El ser humano tiene una tendencia natural a la búsqueda de la verdad que es el camino de la filosofía. El creerse en posesión absoluta de la verdad a través de la historia ha dado pie a errores que sólo han sido evidentes vistos desde otra época. Todos los grandes científicos se han adelantado a su tiempo al comprender ideas que para sus contemporáneos eran revolucionarias pero muchos han admitido con la misma vehemencia otras que eran falsas. Lavoisier, el gran químico que refutó la teoría del flogisto, afirmaba sin embargo que los meteoritos no existían, porque en el cielo no había piedras. Kelvin, el inventor de la escala de temperaturas que lleva su nombre, y el primero en dar unas cifras de mil millones de años para la formación de la Tierra, afirmaba en 1895 que «nada creado por el hombre y más pesado que el aire podía volar». Virchow, el gran científico descubridor de la teoría celular, con su famoso axioma, «toda célula proviene de otra célula», rechazaba la teoría microbiana de la enfermedad. Christopher Scheiner, gran astrónomo y perfeccionador del telescopio, negó las manchas solares que Galileo Galilei había descubierto porque según la visión aristotélica/ptolemaica de la iglesia los cuerpos celestiales eran perfectos. Ernst Mach, que rebatió el concepto de Newton de un espacio y un tiempo absolutos, antes de que Einstein enunciase su teoría de la relatividad especial, no creía sin embargo en la existencia de las moléculas, idea ante la cual el mismo Plank se mostraba reacio. Einstein, sin ir más lejos, creía en un universo estático. Por eso introdujo en su ecuación de la relatividad general una constante cosmológica, hasta que Hubble demostró el desplazamiento hacia el rojo que presentan las galaxias, prueba de su alejamiento, y tuvo que retractarse y admitir que el universo está en expansión.

Tendemos a pensar que la ciencia es perfecta, que es algo ya completo y que representa la verdad. Si lo dice la ciencia es cierto, sin necesidad de argumentar nada más. Hemos visto que no es así. A lo largo de la historia la ciencia ha defendido teorías que posteriormente han demostrado ser falsas. A la ciencia por tanto deberíamos devolverle su carácter de un sistema que está en evolución, que está en transición, que tiene teorías que se admiten por un tiempo, y otras que dejan de ser ciertas.
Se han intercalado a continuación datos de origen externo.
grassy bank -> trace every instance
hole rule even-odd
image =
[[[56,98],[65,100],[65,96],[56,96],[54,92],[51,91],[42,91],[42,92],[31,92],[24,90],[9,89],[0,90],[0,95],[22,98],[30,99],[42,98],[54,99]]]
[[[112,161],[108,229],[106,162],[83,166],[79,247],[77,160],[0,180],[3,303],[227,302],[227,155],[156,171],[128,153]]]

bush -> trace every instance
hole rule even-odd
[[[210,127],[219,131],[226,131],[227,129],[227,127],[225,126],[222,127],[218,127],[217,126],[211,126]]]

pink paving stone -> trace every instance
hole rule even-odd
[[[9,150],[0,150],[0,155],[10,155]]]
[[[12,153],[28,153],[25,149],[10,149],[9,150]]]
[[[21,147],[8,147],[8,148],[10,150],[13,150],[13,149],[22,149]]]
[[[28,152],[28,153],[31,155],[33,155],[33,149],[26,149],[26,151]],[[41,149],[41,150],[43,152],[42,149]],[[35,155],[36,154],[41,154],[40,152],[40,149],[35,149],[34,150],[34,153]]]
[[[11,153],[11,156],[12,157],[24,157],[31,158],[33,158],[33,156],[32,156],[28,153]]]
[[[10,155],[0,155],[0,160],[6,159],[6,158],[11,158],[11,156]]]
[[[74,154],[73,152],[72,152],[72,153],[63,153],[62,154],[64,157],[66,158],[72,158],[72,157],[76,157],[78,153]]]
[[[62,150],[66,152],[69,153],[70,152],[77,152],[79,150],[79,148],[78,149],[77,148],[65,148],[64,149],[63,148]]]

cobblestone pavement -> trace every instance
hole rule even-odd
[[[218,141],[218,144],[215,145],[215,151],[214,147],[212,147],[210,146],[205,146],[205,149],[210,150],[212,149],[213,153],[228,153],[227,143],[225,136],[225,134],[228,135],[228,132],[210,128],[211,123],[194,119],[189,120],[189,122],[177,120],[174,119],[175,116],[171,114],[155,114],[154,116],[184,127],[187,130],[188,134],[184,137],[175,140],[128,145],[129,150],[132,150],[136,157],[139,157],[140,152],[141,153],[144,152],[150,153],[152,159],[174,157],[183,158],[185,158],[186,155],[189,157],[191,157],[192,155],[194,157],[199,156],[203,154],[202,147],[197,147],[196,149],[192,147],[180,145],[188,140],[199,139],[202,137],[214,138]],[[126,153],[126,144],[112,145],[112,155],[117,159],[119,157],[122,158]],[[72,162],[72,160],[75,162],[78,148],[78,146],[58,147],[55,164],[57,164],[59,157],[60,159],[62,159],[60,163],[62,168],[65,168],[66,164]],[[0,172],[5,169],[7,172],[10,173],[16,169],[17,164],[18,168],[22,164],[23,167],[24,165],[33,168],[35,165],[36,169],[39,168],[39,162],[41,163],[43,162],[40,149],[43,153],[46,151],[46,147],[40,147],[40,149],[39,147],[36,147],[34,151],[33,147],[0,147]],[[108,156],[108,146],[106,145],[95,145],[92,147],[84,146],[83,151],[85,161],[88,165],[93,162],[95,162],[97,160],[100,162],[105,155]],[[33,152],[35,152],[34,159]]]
Einstein mismo decía que le gustaría que una vez muerto sus teorías siguiesen teniendo vigencia pero que no podía asegurarlo. La ciencia está continuamente en revisión, aunque para el profano sea difícil de percibir. Sin embargo algunas cosas llegan al público general. Por ejemplo, en octubre del 2004 se descubrió el Hombre de Flores, un resto de un hombre primitivo que tiene el cráneo del tamaño de un pomelo. Hasta ahora, la teoría evolutiva del hombre daba gran importancia al aumento del volumen craneal que es el que hipotéticamente ha proporcionado la complejidad intelectual necesaria para el desarrollo de la civilización. Así desde el Austrolopithecus, pasamos por el Homo habilis, Homo ergaster, Homo erectus y toda una serie de restos que tienen volúmenes craneales crecientes hasta llegar a nosotros. Y de repente aparece el descubrimiento de un hombre primitivo que mide metro y medio, con sólo 30 000 años de antigüedad, y que utiliza la navegación, construye herramientas y utiliza el fuego, es decir, tiene las características básicas que pueda tener un Homo sapiens o un Hombre de neandertal, que ya se consideran plenamente humanos y sin embargo tiene un tamaño cerebral menor que el de un chimpancé. Por tanto, esta teoría vuelve a estar sujeta a revisión. (Ver Investigación y Ciencia, nº 343, Abril 2005, El hombre de Flores, de Kate Wong). Y cada nuevo descubrimiento mueve los cimientos de la ciencia. Deberíamos desechar la idea de que la ciencia es absoluta, que es algo acabado. La ciencia está en movimiento. Ésa es su riqueza y ése es su potencial. Es el hombre con su obstinación, vanidad, prejuicios, intereses y egoísmo el verdadero obstáculo. En tanto no nos liberemos de todas esas lacras, jamás podremos descubrir la verdad, que no es otra cosa que despojarse de todo lo falso.